Sehe ich auch so. Profitiert hätten wir nur wenn Microsoft mal seinen Ars... hoch bekommen hätte und eigene Studios mit eigenen qualitativ hochwertigen Spielen hervorgebracht hätten.
Ich sehe durch diese Maßnahme sogar eher einen größeren Negativpunkt auf uns zukommen: Wir werden zukünftig nicht mehr selber entscheiden können. Uns wird hier quasi der Pass aufgezwungen je mehr Studios gekauft werden. Und wenn dann genug Studios weg vom freien Markt sind, werden die monatlichen Preise schnell wieder steigen um die Spiele überhaupt finanzieren zu können. Und sollte der Preis wieder Erwartens doch bleiben, werden etliche Spiele qualitativ eher schlechter werden oder sogar kpl. vom Markt verschwinden, da sie ja dann als unrentabel gelten würden.

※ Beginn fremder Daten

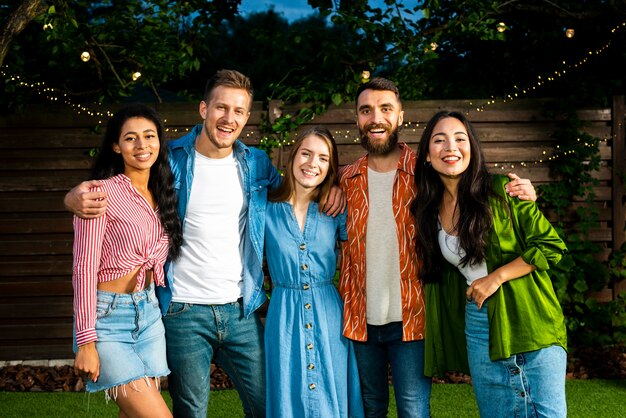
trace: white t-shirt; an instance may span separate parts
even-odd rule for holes
[[[385,325],[402,321],[400,249],[393,216],[396,170],[367,170],[368,206],[365,236],[365,293],[367,323]]]
[[[247,204],[237,160],[196,151],[180,257],[174,262],[174,302],[220,305],[242,295],[241,237]]]

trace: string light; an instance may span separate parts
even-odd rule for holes
[[[102,124],[102,119],[113,116],[113,112],[109,110],[98,111],[94,110],[85,105],[74,103],[68,96],[67,93],[62,90],[48,87],[45,82],[38,81],[36,83],[27,82],[23,80],[19,75],[9,75],[5,69],[8,69],[8,66],[2,66],[0,68],[0,76],[4,79],[5,82],[12,82],[16,87],[28,88],[33,90],[39,96],[42,96],[46,100],[50,102],[59,102],[61,100],[64,104],[70,106],[72,110],[74,110],[77,114],[85,114],[91,117],[98,118],[98,125]],[[101,103],[97,103],[98,106],[102,106]]]
[[[622,22],[621,24],[617,25],[616,27],[611,29],[611,34],[615,34],[615,32],[617,32],[619,29],[622,29],[626,27],[626,22]],[[506,26],[506,24],[504,22],[499,22],[497,24],[497,30],[498,32],[504,32],[506,31],[508,28]],[[46,29],[53,29],[52,24],[46,24],[44,25],[44,30]],[[575,34],[574,29],[568,28],[565,31],[565,36],[568,38],[572,38]],[[609,40],[604,46],[596,49],[595,51],[587,51],[587,54],[584,58],[582,58],[581,60],[579,60],[576,63],[573,64],[567,64],[565,61],[562,61],[562,68],[560,70],[555,70],[554,72],[550,73],[549,75],[545,76],[545,79],[542,78],[541,75],[537,76],[537,81],[532,84],[529,85],[525,88],[518,88],[517,86],[513,86],[514,88],[514,92],[509,93],[504,95],[503,99],[501,99],[502,103],[507,103],[508,101],[513,101],[515,98],[518,98],[522,95],[526,95],[528,93],[530,93],[531,91],[536,90],[537,88],[539,88],[542,85],[546,84],[546,80],[548,82],[550,81],[555,81],[557,78],[562,77],[563,75],[565,75],[567,73],[568,69],[571,68],[578,68],[579,66],[582,66],[584,64],[587,63],[588,59],[590,56],[598,56],[601,53],[603,53],[606,49],[609,48],[609,46],[611,45],[611,41]],[[436,48],[438,47],[436,42],[432,42],[430,44],[430,50],[434,51]],[[81,53],[81,60],[84,62],[89,61],[91,58],[91,55],[89,54],[89,52],[84,51],[83,53]],[[61,99],[65,104],[67,104],[68,106],[72,107],[72,109],[74,109],[76,111],[76,113],[78,114],[86,114],[89,116],[93,116],[93,117],[98,117],[100,118],[98,120],[98,124],[102,124],[102,118],[104,117],[111,117],[113,116],[113,113],[109,110],[105,110],[105,111],[95,111],[87,106],[81,105],[81,104],[77,104],[74,103],[70,100],[70,98],[68,97],[67,93],[62,92],[61,90],[55,89],[55,88],[50,88],[47,87],[45,82],[37,82],[37,83],[27,83],[21,80],[20,76],[18,75],[11,75],[9,76],[6,72],[5,72],[5,68],[8,68],[8,66],[3,66],[2,68],[0,68],[0,76],[2,76],[5,80],[5,82],[11,81],[14,82],[16,84],[16,86],[18,87],[23,87],[23,88],[30,88],[33,89],[37,94],[44,96],[47,100],[51,101],[51,102],[58,102],[59,99]],[[362,81],[366,82],[369,80],[371,76],[371,73],[369,71],[362,71],[361,72],[361,79]],[[139,71],[136,71],[135,73],[132,74],[132,79],[133,81],[137,81],[139,78],[141,77],[141,73]],[[495,97],[491,97],[491,99],[487,100],[486,103],[484,103],[481,106],[477,106],[474,110],[477,112],[484,112],[486,106],[489,105],[493,105],[496,104],[497,100]],[[101,103],[97,104],[98,106],[101,106]],[[473,104],[470,102],[470,106],[473,106]],[[469,110],[466,111],[466,114],[469,114]],[[416,132],[417,128],[419,127],[420,122],[405,122],[405,129],[411,129],[411,125],[415,124],[415,127],[412,128],[413,132]],[[189,132],[190,128],[166,128],[165,129],[166,132],[182,132],[183,130],[185,132]],[[350,136],[355,135],[353,131],[350,130],[346,130],[345,134],[340,133],[339,131],[335,132],[336,135],[341,136],[343,135],[345,139],[348,139]],[[253,131],[249,132],[246,137],[250,137],[251,135],[255,135],[255,133]],[[269,137],[265,136],[262,137],[260,139],[260,144],[264,144],[267,143],[270,140]],[[358,134],[355,135],[355,137],[353,138],[353,142],[357,143],[360,141],[360,138],[358,136]],[[603,139],[604,142],[607,141],[607,138]],[[285,145],[290,145],[291,143],[293,143],[293,141],[289,142],[289,141],[282,141],[282,143],[279,144],[279,146],[285,146]],[[588,144],[585,144],[585,146],[591,146]],[[557,149],[558,149],[558,145],[557,145]],[[562,156],[568,155],[573,153],[574,151],[560,151],[555,153],[554,155],[552,155],[551,157],[548,158],[548,161],[553,160],[553,159],[557,159],[560,158]],[[544,152],[545,154],[545,152]],[[542,163],[543,159],[539,159],[537,161],[531,162],[534,164],[538,164],[538,163]],[[519,163],[522,166],[527,166],[528,163],[526,162],[521,162]],[[494,167],[499,167],[498,163],[494,164]],[[500,166],[501,169],[506,169],[508,166],[502,165]],[[511,165],[511,168],[514,168],[514,165]]]
[[[626,22],[622,22],[621,24],[615,26],[613,29],[611,29],[611,35],[615,34],[616,31],[618,31],[619,29],[622,29],[624,27],[626,27]],[[574,31],[574,29],[571,29],[571,30]],[[572,36],[573,36],[573,34],[572,34]],[[535,83],[533,83],[533,84],[531,84],[529,86],[526,86],[524,88],[518,88],[517,86],[513,86],[513,89],[515,91],[511,92],[511,93],[505,94],[503,96],[503,98],[500,100],[500,102],[501,103],[507,103],[507,102],[515,100],[518,97],[525,96],[528,93],[530,93],[531,91],[536,91],[541,86],[546,85],[548,82],[555,81],[556,79],[564,76],[565,74],[567,74],[568,70],[583,66],[584,64],[586,64],[589,61],[590,57],[594,57],[594,56],[598,56],[598,55],[602,54],[610,46],[611,46],[611,40],[609,39],[606,42],[606,44],[604,44],[603,46],[599,47],[595,51],[588,50],[586,52],[585,56],[583,56],[577,62],[568,64],[566,61],[562,61],[562,67],[561,68],[556,69],[556,70],[552,71],[551,73],[548,73],[547,75],[544,75],[544,77],[542,77],[541,75],[538,75],[537,76],[537,81]],[[489,100],[486,103],[484,103],[483,105],[478,106],[475,110],[477,112],[484,112],[485,108],[487,106],[495,104],[495,103],[496,103],[496,100],[495,100],[495,98],[492,97],[492,100]]]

Microsoft scheint für manchen Fan jetzt der Held zu sein, aber für manch zukünftige Spiele-Entwicklung könnten und werden solche Schritte den Untergang bedeuten.
Ich für meinen Teil werde solange es geht diesen Trend nicht unterstützen. Der Vielfalt zuliebe sollte man sich diesen Schritt genau überlegen.